Roses are one of the most popular ornamental flowering shrubs grown worldwide. In the United States, the total wholesale production of roses accounts for $204 million annually (USDA 2015). Rose mosaic virus disease is one of the most economically important diseases among viral diseases affecting roses, because a single symptomatic leaf can result in the rejection of complete shipments for wholesale or retail rose producers and can increase the cost due to the need for re-planting with healthy roses for landscapers and homeowners (Paret et al. 2014). First described by R. P. White in 1928 as a "chlorosis of roses" (White 1928), rose mosaic virus disease continues to be a problem in nursery production and landscapes.
Rose mosaic virus disease is generally associated with mixed infections of viruses that belong to two taxa: Ilarvirus and Nepovirus. Within the genus Ilarvirus, the most common are Prunus necrotic ringspot virus (PNRSV) and Apple mosaic virus (ApMV). PNRSV has been isolated worldwide and is the most commonly found in the United States (Horst and Cloyd 2007). ApMV has been isolated mainly in the US. Among the genus Nepovirus, Arabis mosaic virus (ArMV) and Strawberry latent ringspot virus (SLRSV) have also been found, alone or in complexes with Ilaviruses, but are not believed to exist in US-grown roses (Manners 1997). Other nepoviruses, specifically Tobacco ringspot virus (TRSV) and Tomato ringspot virus (ToRSV), have also been isolated from symptomatic roses in the US (Horst and Cloyd 2007).
The symptoms associated with rose mosaic are highly variable and depend primarily upon the rose cultivar, virus complex, and the environment (Manners 1985; Porter and Tan 2012) (Figures 1‒12). Some of the more common foliar symptoms include chlorotic line patterns (Figure 1, 2, 3 and 9), ring spots (Figure 4), yellow vein banding and puckering (Figure 5), severe distortion of leaves (Figure 6), mild mottling of the leaves (Figure 7 and 8), mottling symptoms (Figure 10 and 11), and intense yellow spot symptom (Figure 12). The leaf blade around the chlorotic area may be puckered or distorted and may appear as an oak-leaf pattern, and the chlorotic sections can occasionally appear red or orange as well.
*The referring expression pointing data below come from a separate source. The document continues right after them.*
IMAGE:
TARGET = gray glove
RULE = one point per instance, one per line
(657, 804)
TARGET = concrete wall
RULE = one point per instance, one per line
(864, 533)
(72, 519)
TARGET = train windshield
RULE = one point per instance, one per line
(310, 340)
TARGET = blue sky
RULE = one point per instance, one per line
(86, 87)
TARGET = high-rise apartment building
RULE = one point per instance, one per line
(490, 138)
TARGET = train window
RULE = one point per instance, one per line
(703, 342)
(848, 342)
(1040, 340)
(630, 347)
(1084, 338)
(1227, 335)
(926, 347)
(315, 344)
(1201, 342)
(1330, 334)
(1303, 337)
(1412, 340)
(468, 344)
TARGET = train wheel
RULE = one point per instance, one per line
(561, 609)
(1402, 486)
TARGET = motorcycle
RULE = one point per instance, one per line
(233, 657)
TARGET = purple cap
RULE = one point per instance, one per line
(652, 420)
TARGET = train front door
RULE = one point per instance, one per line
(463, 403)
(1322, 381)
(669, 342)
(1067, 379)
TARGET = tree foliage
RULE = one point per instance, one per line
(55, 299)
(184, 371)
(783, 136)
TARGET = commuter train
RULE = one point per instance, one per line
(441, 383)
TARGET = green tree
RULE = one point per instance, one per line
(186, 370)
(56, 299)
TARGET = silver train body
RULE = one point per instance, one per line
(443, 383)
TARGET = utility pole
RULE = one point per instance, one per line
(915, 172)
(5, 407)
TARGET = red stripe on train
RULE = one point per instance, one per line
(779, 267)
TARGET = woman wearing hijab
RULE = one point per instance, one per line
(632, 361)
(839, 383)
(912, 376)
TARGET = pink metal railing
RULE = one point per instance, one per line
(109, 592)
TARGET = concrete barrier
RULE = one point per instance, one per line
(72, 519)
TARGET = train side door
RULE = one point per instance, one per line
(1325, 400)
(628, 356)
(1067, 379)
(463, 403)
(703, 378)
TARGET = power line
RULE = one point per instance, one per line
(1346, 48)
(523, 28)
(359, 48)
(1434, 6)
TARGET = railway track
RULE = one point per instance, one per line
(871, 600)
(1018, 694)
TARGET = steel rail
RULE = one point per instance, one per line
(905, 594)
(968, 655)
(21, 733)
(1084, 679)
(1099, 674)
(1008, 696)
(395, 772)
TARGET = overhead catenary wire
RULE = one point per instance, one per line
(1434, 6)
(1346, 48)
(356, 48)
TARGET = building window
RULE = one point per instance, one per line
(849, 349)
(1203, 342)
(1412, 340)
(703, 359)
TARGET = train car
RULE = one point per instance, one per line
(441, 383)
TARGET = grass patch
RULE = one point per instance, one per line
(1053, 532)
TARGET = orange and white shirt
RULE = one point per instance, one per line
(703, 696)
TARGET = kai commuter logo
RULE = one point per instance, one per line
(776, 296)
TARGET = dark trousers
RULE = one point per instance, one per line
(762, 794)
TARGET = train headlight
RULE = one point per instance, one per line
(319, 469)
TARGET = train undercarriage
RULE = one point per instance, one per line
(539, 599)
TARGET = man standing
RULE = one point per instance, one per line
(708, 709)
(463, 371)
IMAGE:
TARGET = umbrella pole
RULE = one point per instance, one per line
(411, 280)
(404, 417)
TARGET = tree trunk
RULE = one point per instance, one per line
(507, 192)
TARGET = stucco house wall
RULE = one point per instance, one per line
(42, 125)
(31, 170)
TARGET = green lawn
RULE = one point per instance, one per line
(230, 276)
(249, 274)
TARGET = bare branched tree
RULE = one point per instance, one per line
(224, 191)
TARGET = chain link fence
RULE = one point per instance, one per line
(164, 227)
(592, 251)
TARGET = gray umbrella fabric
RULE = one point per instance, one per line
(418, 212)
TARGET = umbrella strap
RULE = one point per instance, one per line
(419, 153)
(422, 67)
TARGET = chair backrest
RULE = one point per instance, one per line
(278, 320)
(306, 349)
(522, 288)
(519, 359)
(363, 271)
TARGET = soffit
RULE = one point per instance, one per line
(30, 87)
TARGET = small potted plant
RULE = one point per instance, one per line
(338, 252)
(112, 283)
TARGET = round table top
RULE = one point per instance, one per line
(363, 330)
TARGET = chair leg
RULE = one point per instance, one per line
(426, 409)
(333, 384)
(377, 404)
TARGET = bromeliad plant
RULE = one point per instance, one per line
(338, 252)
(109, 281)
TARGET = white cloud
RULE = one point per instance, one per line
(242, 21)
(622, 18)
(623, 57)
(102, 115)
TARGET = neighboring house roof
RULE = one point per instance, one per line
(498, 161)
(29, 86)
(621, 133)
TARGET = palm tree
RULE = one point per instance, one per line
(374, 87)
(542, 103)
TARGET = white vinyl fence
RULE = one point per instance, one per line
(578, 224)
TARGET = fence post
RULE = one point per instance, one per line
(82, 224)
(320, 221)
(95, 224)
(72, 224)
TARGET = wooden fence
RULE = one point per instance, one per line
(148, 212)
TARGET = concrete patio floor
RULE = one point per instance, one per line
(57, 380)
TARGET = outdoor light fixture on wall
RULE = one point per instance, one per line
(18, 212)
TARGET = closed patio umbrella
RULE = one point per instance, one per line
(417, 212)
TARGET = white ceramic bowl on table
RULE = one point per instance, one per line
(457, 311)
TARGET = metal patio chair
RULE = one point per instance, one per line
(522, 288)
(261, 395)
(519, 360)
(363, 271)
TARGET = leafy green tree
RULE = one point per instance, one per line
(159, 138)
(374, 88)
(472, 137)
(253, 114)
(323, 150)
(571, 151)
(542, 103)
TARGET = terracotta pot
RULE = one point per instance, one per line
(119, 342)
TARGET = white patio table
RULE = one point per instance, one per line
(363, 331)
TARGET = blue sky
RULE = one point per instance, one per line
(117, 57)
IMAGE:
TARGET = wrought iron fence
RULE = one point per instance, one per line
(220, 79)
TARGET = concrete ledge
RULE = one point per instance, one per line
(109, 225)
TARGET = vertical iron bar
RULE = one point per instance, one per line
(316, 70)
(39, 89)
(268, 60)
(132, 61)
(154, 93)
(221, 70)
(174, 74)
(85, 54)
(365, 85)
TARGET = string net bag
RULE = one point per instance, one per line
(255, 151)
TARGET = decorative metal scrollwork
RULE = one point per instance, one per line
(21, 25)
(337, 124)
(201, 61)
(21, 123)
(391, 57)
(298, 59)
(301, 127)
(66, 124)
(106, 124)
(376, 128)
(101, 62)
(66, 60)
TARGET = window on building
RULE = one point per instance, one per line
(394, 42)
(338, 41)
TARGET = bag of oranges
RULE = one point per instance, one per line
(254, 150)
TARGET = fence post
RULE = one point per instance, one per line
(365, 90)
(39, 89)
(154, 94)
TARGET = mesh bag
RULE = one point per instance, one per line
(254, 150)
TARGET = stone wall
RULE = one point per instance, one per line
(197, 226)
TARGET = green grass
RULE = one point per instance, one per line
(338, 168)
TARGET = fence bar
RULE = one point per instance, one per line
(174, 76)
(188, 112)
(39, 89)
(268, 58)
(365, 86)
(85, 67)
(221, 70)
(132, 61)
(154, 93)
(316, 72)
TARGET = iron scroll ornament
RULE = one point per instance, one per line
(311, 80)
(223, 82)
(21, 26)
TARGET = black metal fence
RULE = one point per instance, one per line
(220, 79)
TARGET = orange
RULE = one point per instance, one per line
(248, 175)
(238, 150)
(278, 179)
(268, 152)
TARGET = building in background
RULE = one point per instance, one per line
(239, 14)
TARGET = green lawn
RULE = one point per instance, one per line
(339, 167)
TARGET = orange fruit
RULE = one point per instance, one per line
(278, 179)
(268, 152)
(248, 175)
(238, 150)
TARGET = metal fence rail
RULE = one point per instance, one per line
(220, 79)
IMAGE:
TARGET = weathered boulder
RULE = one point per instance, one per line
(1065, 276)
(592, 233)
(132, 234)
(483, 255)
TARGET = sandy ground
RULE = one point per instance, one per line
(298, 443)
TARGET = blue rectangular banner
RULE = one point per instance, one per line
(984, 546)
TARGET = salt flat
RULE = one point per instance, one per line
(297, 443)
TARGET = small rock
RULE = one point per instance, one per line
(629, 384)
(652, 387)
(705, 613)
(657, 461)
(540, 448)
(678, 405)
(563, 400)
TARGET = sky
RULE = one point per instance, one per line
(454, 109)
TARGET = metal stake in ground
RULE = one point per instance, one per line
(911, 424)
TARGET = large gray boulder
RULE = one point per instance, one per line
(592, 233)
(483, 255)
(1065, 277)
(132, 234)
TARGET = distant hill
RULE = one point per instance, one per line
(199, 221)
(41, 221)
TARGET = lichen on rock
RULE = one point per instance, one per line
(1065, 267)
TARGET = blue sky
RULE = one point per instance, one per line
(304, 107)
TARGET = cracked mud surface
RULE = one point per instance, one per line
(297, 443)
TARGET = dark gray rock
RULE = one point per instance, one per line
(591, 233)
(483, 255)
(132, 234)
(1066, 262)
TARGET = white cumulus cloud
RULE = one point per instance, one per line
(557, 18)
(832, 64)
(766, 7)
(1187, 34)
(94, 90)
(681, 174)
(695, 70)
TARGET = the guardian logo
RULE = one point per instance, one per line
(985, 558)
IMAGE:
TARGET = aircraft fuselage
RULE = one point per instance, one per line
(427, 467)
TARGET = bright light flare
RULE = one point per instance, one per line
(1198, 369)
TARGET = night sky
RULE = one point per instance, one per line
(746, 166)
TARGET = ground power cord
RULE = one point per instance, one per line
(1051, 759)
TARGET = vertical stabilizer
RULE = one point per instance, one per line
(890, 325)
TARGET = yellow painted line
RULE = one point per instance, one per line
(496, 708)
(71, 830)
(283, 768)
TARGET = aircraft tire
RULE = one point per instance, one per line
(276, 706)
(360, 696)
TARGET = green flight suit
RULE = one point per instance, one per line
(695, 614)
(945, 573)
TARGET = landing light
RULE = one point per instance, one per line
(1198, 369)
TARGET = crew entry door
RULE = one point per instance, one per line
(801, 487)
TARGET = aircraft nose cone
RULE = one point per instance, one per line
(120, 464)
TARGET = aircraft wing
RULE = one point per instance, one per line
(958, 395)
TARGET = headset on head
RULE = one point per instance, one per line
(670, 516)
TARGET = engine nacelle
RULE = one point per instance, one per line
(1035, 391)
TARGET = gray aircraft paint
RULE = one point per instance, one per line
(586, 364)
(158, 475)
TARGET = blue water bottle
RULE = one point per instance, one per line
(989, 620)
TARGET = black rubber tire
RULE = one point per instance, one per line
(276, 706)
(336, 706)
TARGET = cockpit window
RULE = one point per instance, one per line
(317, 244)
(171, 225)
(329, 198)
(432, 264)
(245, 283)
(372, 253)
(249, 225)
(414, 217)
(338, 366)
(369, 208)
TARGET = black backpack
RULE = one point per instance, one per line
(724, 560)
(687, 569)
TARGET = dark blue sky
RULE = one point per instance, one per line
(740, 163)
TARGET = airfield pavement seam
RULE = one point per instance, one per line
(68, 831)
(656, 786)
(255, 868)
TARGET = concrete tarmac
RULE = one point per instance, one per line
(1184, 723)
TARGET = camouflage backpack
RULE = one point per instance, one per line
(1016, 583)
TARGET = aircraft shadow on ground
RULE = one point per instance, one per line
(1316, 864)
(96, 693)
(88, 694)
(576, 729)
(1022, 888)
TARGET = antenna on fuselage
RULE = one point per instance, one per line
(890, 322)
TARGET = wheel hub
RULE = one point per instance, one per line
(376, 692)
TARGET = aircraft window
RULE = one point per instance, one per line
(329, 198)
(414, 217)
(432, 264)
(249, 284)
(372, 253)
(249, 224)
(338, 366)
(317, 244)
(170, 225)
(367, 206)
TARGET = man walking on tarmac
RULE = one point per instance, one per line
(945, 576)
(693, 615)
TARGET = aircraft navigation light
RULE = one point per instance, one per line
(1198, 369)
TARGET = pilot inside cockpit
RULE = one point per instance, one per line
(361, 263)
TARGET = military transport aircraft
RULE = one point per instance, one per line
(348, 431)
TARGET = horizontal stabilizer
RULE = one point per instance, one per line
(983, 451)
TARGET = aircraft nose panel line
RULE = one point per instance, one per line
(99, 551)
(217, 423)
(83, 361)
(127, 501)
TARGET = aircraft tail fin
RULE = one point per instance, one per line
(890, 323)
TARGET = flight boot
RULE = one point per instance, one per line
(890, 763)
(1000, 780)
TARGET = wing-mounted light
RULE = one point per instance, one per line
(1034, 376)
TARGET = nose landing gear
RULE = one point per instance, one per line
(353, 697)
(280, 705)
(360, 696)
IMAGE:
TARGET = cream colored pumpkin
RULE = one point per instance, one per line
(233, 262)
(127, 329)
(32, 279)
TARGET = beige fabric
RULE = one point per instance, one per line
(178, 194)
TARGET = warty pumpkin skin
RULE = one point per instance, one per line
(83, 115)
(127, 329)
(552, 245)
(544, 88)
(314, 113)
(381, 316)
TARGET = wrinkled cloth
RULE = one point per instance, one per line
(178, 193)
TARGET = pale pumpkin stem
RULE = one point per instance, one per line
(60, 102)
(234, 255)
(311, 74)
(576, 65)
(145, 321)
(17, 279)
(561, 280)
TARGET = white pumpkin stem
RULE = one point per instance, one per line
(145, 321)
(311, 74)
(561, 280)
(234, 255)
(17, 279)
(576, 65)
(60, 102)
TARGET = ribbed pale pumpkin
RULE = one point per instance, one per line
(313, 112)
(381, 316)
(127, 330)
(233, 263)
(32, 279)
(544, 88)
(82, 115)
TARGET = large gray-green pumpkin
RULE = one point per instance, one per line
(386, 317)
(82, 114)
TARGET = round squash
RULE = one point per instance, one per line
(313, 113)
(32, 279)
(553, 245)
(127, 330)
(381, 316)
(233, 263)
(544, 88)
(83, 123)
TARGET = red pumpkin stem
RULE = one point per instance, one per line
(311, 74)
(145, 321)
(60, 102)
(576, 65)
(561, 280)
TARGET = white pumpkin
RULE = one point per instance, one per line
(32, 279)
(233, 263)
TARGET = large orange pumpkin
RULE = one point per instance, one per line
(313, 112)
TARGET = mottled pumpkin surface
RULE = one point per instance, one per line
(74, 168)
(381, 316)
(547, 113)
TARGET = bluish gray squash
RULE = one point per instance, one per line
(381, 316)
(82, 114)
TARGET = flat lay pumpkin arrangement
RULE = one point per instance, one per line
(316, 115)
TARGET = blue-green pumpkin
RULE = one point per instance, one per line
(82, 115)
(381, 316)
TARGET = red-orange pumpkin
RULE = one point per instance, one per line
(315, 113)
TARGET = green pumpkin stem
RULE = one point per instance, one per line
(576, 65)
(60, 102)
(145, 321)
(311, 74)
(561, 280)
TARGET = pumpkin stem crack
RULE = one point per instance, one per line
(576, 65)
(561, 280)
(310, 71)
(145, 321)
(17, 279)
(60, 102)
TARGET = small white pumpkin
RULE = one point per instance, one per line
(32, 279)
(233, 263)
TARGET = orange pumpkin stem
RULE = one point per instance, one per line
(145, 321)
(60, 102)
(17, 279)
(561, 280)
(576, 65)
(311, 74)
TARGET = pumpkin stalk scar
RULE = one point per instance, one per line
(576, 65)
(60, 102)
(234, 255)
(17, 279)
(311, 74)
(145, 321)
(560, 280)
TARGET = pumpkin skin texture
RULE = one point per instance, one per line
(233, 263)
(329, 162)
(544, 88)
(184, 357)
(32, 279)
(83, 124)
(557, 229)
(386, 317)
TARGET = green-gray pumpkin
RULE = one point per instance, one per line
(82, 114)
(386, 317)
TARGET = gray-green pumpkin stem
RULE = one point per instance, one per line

Color-breaking of flowers has also been reported in some cultivars. Sometimes, only a portion of the plant appears to be symptomatic, and, in some cases, the infected plants never express symptoms. Foliar symptoms usually appear in the spring and remain throughout the growing season, although symptom expression can vary radically over time.
Previous researchers have shown that infected plants have decreased vigour, reduced blossom quality and quantity, reductions in transplant survival rates, early autumn leaf drop, and are more susceptible to winter-kill (Cochran 1972, 1982, 1984; Secor et al. 1977; Thomas 1982, 1984). The symptoms associated with the disease are highly variable depending on the cultivar and are influenced by weather and growing conditions. The infected plants may appear to be quite healthy for much of the year. These long-term weaknesses of rose mosaic-infected stock, combined with any number of the short-term, visually apparent symptoms discussed above, may potentially make the plants unsaleable by the rose growers and nurseries, leading to major limitations in marketability.
Mode of Transmission
The major source of rose mosaic virus disease transmission occurs through the budding or grafting of infected buds or scions onto healthy plants (Figure 13) (Manners 1985; Porter and Tan 2012). Healthy buds or scions propagated on rose mosaic infected rootstock will also result in an infected plant. Cuttings from infected plants, as well as budded plants produced from infected scions, will have greater chance of infection. Spread of rose mosaic virus disease has been demonstrated on very closely spaced plants through rare natural root grafts (Golino 2007). Such a spread has never been observed in a garden; however, in the past, transmission of rose mosaic virus disease through aphids, thrips, pruning shears, contaminated soil, and root contact have all been suggested (Cochran 1988; Davidson 1988; Manners 1988). In more recent studies, there has been no scientific evidence to support the transmission of rose mosaic through these methods (Golino et al. 2007; Manners 1997).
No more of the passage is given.